Video 2 shows the training phase with four different musical actions on the saxophone mapped to certain latent space positions.
In this paper we presented a Max4Live device to interactively explore latent spaces of generative VAE. Our initial experiments glimpse the musical potential of this approach, although further developmental steps and evaluations e.g. regarding the size of the training sets and relevant features are needed to make more accurate conclusions.
For now, the Latent Space Explorer can be trained to generate a specific position for a certain musical action, e.g. playing fast, high notes with low ambitus means position xy. But what about other ways of navigating? For example the described musical input (fast, high notes) would not stand for a certain position, but for a certain way of moving through the latent space. Fast, high notes could be moving in positive x direction.

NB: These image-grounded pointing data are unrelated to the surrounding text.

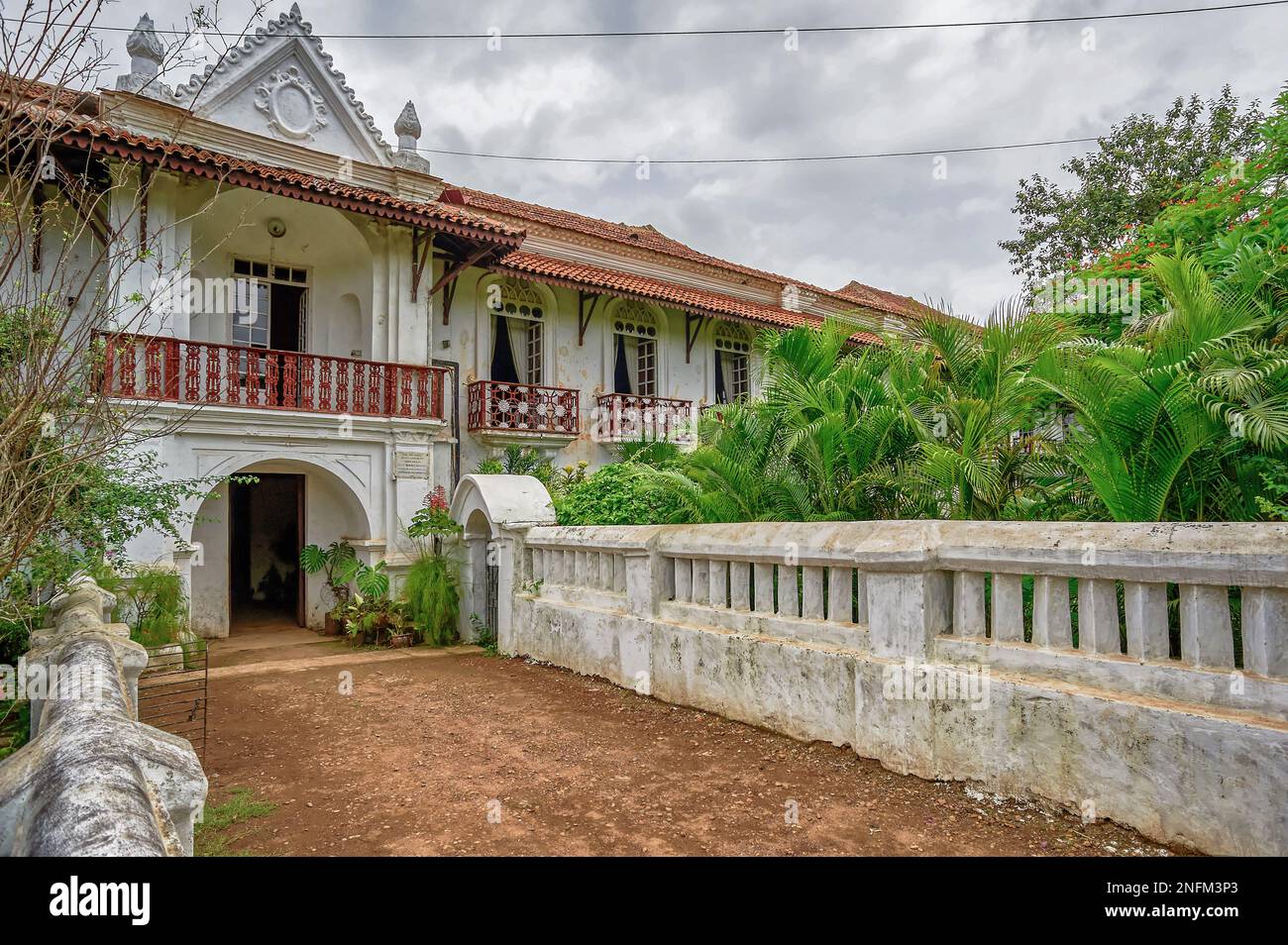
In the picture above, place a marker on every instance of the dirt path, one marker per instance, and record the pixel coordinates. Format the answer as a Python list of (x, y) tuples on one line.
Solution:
[(462, 753)]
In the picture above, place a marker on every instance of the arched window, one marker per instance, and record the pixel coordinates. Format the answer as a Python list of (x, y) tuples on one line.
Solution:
[(519, 313), (733, 362), (635, 351)]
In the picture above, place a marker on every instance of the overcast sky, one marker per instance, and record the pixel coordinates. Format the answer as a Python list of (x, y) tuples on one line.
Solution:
[(890, 223)]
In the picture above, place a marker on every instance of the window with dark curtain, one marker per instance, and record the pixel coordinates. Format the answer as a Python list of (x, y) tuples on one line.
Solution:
[(621, 372), (502, 356)]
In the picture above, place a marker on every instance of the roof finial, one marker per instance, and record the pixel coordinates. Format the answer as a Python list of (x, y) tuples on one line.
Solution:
[(145, 48), (147, 52), (407, 128)]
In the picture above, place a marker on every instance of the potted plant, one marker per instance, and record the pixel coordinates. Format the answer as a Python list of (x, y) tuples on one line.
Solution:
[(339, 566), (432, 584), (372, 615)]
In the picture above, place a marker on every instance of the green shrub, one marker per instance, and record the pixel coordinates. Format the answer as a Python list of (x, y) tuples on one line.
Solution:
[(151, 599), (621, 493), (433, 599)]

As with our previous work , we are planning to keep the musician’s perspective to increase the creative freedom for the AI-collaborator as much as possible. As a useful extension in future work in this project we see the addition of further input modalities such as body posture or EEG data.
Regarding the generated rhythms, we are planning a feedback mechanism that recognizes newly played rhythms during a performance and integrates them into the dataset. A switch away from VAE to more open network architectures e.g. using deep reinforcement learning  might also be helpful to achieve these further development steps.
The authors declare that the work presented was conducted in the absence of any conflict of interest (related to either commercial, financial or personal relationships) and in line with Principles & Code of Practice on Ethical Research. This material is based upon work in part supported by a grant from anonymous.